Spicy steak cut fries topped with kimchi and tender beef bulgogi.
Korean Beef Bulgogi (yields 2 lbs.)
2 lbs. (908g) Beef tenderloin, sliced thinly
Marinade (for 2 lbs. of beef)
1 cups (240ml) Pureed pear
1/2 cups (120ml) Onion purée
8 cloves (40g) Minced garlic
¾ tablespoon (8g) Minced ginger
2 each (30g) Chopped green onion
¼ cup (60ml) Soy sauce
¼ cup (80g) Brown sugar
¼ teaspoon (1g) Ground black pepper
2 tablespoons (30ml) Toasted sesame oil
1/3 cup (50g) Thin slices of carrot
Cabbage Kimchi (makes 1 quart)
1 each (908g) Medium Head Napa cabbage (about 2 lbs.)
1/4 cup (16g) Sea salt or kosher salt
6 each (30g) Garlic Cloves, chopped
1 teaspoon (4g) Fresh Ginger, grated
1 teaspoon (10g) Granulated sugar
2 tablespoons (30ml) Fish sauce or salted shrimp paste
3 tablespoons (25g) Korean red pepper flakes (gochugaru)
8 ounces (240g) Korean radish or daikon radish, peeled and cut into julienne strips (1/8”x1/8”x2-3”)
4 each (50g) Medium scallions, trimmed and cut into 1-inch pieces
2.2 lbs. (1 kg) Steak Cut Frozen Fries
As Needed Vegetable Oil for frying
2 tablespoons (6g) Gochugaru (Korean Chili Flakes)
1 tablespoon (4g) Sea Salt
Prep Time: 120min | Cook Time: 20min
To make the bulgogi, mix all the marinade ingredients in a bowl. Add the sliced beef and mix well. You can grill, pan-fry, or BBQ right after marinating, but it’s best to keep it in the fridge and let it marinate for at least 30 minutes, or overnight for a tougher cut of beef.
To make the Kimchi: Cut the cabbage lengthwise through the stem into quarters. Cut the cores from each piece. Cut each quarter crosswise into 2-inch-wide strips.
Place the cabbage in a large bowl and sprinkle with the salt.
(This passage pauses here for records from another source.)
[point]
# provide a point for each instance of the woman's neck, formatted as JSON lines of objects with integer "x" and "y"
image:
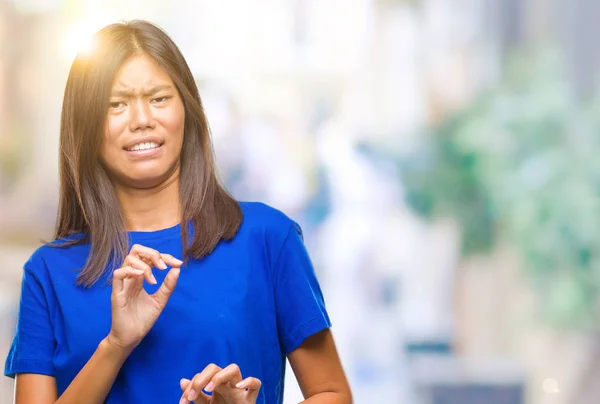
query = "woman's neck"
{"x": 151, "y": 209}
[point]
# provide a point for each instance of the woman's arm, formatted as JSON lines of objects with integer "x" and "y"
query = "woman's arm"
{"x": 93, "y": 381}
{"x": 319, "y": 371}
{"x": 134, "y": 312}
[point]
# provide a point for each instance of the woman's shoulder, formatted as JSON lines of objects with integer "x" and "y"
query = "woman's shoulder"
{"x": 267, "y": 219}
{"x": 55, "y": 252}
{"x": 259, "y": 213}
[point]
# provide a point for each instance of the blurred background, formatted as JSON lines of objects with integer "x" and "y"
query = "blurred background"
{"x": 440, "y": 155}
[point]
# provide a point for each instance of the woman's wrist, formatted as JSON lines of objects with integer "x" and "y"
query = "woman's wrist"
{"x": 113, "y": 349}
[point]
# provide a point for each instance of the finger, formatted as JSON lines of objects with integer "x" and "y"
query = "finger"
{"x": 149, "y": 254}
{"x": 170, "y": 260}
{"x": 230, "y": 375}
{"x": 133, "y": 261}
{"x": 200, "y": 381}
{"x": 252, "y": 386}
{"x": 183, "y": 383}
{"x": 165, "y": 290}
{"x": 121, "y": 274}
{"x": 250, "y": 383}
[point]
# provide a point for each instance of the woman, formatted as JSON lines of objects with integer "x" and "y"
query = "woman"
{"x": 101, "y": 320}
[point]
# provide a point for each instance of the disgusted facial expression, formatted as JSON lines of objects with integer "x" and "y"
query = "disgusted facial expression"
{"x": 144, "y": 127}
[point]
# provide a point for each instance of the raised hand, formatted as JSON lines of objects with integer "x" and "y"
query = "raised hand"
{"x": 134, "y": 311}
{"x": 226, "y": 385}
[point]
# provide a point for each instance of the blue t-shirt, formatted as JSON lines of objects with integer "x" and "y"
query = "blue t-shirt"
{"x": 251, "y": 301}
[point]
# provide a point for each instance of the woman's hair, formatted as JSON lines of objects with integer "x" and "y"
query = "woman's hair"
{"x": 87, "y": 203}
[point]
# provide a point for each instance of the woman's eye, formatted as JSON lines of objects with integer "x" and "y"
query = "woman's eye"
{"x": 160, "y": 99}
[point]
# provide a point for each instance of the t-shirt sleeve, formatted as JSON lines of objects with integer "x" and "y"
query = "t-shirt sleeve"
{"x": 33, "y": 344}
{"x": 300, "y": 306}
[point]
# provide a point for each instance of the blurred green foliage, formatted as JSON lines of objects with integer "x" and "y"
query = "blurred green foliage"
{"x": 523, "y": 164}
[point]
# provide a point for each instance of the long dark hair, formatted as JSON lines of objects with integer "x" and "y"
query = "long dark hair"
{"x": 87, "y": 203}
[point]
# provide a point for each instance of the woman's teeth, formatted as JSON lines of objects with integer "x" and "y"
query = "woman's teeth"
{"x": 144, "y": 146}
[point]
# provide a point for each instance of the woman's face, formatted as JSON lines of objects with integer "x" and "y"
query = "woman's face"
{"x": 144, "y": 125}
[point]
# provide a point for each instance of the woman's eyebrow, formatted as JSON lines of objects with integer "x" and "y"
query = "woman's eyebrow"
{"x": 127, "y": 92}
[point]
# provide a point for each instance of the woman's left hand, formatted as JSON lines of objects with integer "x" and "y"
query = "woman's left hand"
{"x": 226, "y": 386}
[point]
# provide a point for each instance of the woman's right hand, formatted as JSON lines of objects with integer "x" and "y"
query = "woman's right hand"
{"x": 134, "y": 311}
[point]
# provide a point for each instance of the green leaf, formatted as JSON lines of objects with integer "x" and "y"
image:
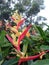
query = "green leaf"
{"x": 42, "y": 33}
{"x": 11, "y": 61}
{"x": 41, "y": 62}
{"x": 44, "y": 47}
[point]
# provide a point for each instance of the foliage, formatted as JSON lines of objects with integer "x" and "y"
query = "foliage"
{"x": 22, "y": 45}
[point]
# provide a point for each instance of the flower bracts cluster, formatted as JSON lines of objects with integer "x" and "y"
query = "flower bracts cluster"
{"x": 20, "y": 35}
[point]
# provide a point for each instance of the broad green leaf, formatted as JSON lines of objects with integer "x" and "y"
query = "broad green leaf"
{"x": 44, "y": 47}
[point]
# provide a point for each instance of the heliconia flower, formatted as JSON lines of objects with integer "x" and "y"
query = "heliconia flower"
{"x": 15, "y": 44}
{"x": 28, "y": 34}
{"x": 24, "y": 59}
{"x": 16, "y": 17}
{"x": 15, "y": 31}
{"x": 20, "y": 23}
{"x": 23, "y": 34}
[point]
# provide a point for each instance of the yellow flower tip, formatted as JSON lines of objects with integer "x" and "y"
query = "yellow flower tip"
{"x": 28, "y": 34}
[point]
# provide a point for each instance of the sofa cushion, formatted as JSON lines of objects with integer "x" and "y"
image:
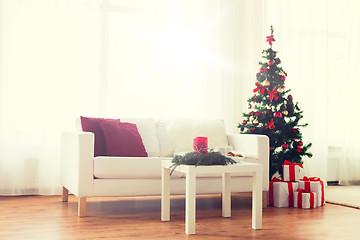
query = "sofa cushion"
{"x": 182, "y": 132}
{"x": 122, "y": 139}
{"x": 147, "y": 130}
{"x": 92, "y": 125}
{"x": 167, "y": 145}
{"x": 129, "y": 168}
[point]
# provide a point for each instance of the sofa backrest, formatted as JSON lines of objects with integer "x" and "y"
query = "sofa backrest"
{"x": 164, "y": 138}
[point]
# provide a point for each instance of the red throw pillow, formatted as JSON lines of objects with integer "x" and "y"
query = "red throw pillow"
{"x": 92, "y": 125}
{"x": 122, "y": 139}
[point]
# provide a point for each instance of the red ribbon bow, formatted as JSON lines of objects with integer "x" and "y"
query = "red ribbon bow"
{"x": 300, "y": 192}
{"x": 292, "y": 175}
{"x": 270, "y": 39}
{"x": 260, "y": 88}
{"x": 286, "y": 162}
{"x": 307, "y": 181}
{"x": 273, "y": 94}
{"x": 271, "y": 191}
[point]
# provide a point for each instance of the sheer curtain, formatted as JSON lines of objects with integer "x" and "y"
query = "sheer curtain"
{"x": 318, "y": 45}
{"x": 60, "y": 59}
{"x": 49, "y": 58}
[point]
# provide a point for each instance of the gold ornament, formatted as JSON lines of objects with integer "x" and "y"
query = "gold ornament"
{"x": 266, "y": 83}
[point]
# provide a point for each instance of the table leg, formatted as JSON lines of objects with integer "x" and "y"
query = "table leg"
{"x": 257, "y": 200}
{"x": 226, "y": 195}
{"x": 190, "y": 207}
{"x": 165, "y": 194}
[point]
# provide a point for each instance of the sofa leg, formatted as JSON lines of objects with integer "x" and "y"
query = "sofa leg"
{"x": 65, "y": 195}
{"x": 264, "y": 199}
{"x": 82, "y": 207}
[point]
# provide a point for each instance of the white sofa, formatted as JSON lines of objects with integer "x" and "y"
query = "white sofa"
{"x": 87, "y": 176}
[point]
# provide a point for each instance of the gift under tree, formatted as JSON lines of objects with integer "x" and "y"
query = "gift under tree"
{"x": 273, "y": 112}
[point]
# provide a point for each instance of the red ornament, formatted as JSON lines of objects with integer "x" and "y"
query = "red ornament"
{"x": 270, "y": 39}
{"x": 299, "y": 149}
{"x": 259, "y": 88}
{"x": 273, "y": 94}
{"x": 277, "y": 114}
{"x": 270, "y": 124}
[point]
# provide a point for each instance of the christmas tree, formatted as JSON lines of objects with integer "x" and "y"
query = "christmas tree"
{"x": 274, "y": 113}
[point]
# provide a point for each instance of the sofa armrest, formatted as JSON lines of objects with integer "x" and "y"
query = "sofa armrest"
{"x": 77, "y": 167}
{"x": 253, "y": 146}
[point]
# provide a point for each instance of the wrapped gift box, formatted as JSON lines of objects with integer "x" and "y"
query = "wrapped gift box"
{"x": 314, "y": 184}
{"x": 291, "y": 171}
{"x": 305, "y": 199}
{"x": 281, "y": 194}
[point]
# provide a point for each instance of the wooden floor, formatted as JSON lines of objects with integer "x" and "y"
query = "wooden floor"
{"x": 46, "y": 217}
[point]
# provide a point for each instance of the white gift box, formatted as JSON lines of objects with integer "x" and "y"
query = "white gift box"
{"x": 314, "y": 186}
{"x": 291, "y": 173}
{"x": 305, "y": 200}
{"x": 281, "y": 194}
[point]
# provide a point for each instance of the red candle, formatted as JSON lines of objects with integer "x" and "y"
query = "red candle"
{"x": 200, "y": 144}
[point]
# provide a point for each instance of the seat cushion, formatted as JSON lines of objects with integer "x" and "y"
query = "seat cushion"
{"x": 129, "y": 167}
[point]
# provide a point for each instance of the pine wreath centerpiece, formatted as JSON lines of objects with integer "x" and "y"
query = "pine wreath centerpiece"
{"x": 197, "y": 158}
{"x": 274, "y": 113}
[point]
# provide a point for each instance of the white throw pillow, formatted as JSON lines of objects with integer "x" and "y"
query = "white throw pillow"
{"x": 183, "y": 131}
{"x": 147, "y": 130}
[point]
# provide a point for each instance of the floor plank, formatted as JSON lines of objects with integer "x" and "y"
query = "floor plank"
{"x": 47, "y": 217}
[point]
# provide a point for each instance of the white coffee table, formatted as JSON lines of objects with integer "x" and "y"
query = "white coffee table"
{"x": 190, "y": 207}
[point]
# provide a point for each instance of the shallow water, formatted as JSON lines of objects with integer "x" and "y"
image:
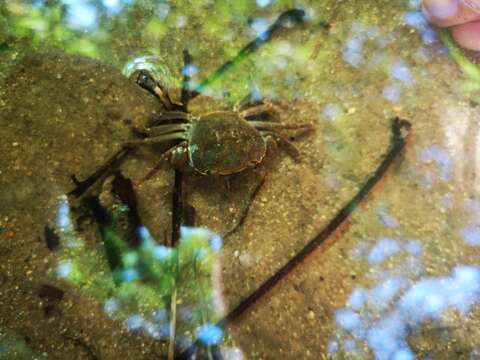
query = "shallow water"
{"x": 399, "y": 279}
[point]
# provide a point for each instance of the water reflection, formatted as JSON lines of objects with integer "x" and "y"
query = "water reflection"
{"x": 383, "y": 317}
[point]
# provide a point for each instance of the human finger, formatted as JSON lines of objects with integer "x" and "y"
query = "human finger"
{"x": 467, "y": 35}
{"x": 447, "y": 13}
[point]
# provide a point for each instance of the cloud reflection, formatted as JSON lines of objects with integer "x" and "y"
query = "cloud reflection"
{"x": 380, "y": 319}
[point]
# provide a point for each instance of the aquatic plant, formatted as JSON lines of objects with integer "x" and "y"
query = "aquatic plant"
{"x": 155, "y": 290}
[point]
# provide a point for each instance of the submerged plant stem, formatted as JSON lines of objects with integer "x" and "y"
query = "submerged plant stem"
{"x": 173, "y": 323}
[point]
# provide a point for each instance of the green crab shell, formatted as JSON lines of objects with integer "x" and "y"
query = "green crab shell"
{"x": 222, "y": 143}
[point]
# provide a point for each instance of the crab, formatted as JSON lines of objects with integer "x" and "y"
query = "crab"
{"x": 215, "y": 143}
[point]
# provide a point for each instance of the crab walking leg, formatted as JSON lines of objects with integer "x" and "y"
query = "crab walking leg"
{"x": 145, "y": 80}
{"x": 266, "y": 125}
{"x": 157, "y": 139}
{"x": 286, "y": 144}
{"x": 169, "y": 116}
{"x": 267, "y": 108}
{"x": 155, "y": 131}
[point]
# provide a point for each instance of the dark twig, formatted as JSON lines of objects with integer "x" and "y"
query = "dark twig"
{"x": 284, "y": 21}
{"x": 186, "y": 93}
{"x": 177, "y": 207}
{"x": 400, "y": 129}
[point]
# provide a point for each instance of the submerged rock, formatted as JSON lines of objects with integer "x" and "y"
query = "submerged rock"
{"x": 60, "y": 115}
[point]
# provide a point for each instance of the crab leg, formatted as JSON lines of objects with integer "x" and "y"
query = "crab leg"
{"x": 157, "y": 139}
{"x": 145, "y": 80}
{"x": 266, "y": 125}
{"x": 257, "y": 110}
{"x": 165, "y": 129}
{"x": 287, "y": 145}
{"x": 170, "y": 115}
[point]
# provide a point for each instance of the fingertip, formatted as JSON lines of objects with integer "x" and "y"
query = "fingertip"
{"x": 438, "y": 11}
{"x": 467, "y": 35}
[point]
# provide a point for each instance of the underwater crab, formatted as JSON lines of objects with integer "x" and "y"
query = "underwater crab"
{"x": 215, "y": 143}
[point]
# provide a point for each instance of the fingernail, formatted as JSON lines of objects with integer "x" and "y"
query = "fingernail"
{"x": 441, "y": 9}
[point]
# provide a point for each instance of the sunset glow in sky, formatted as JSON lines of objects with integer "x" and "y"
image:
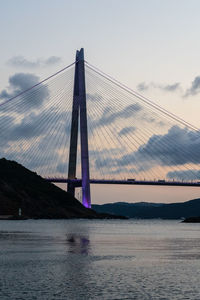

Using your hands, massage the salt into the cabbage until it starts to soften a bit. Add enough water to cover the cabbage. Put a plate on top of the cabbage and weigh it down with something heavy, like a jar or can of beans. Let stand for 1 to 2 hours.
Rinse the cabbage under cold water 3 times. Set aside to drain in a colander for 15 to 20 minutes. Meanwhile, make the spice paste.
Rinse and dry the bowl you used for salting. Add the garlic, ginger, sugar, and fish sauce, shrimp paste, or water and stir into a smooth paste. Stir in the gochugaru, using 1 tablespoon for mild and up to 5 tablespoons for spicy (3–1/2 tablespoons is a good medium heat); set aside until the cabbage is ready.
Gently squeeze any remaining water from the cabbage and add it to the spice paste. Add the radish and scallions.
Using your hands, gently work the paste into the vegetables until they are thoroughly coated. The gloves are optional here but highly recommended to protect your hands.
Pack the kimchi into a 1-quart jar. Press down on the kimchi until the brine rises to cover the vegetables, leaving at least 1 inch of space at the top. Seal the jar.
Place a bowl or plate under the jar to help catch any overflow. Let the jar stand at cool room temperature, out of direct sunlight, for 1 to 5 days. You may see bubbles inside the jar and brine may seep out of the lid. Check the kimchi once a day, pressing down on the vegetables with a clean finger or spoon to keep them submerged under the brine. Taste a little at this point. When the kimchi tastes ripe, transfer the jar to the refrigerator. You may eat it right away, but it’s best after a week or two.
For the fries, cook the fries in preheated 375 °F (190 °C) oil for 4-6 minutes or until they are crispy and golden. Remove from the oil and transfer to a bowl, season the fries with the gochugaru (Korean red chili flakes and salt).
To plate, arrange a bed of the seasoned fries on a plate or platter. Top the fries with some kimchi, and lastly follow the kimchi with the cooked bulgogi beef. Garnish with green onions and sesame seeds if desired. Enjoy!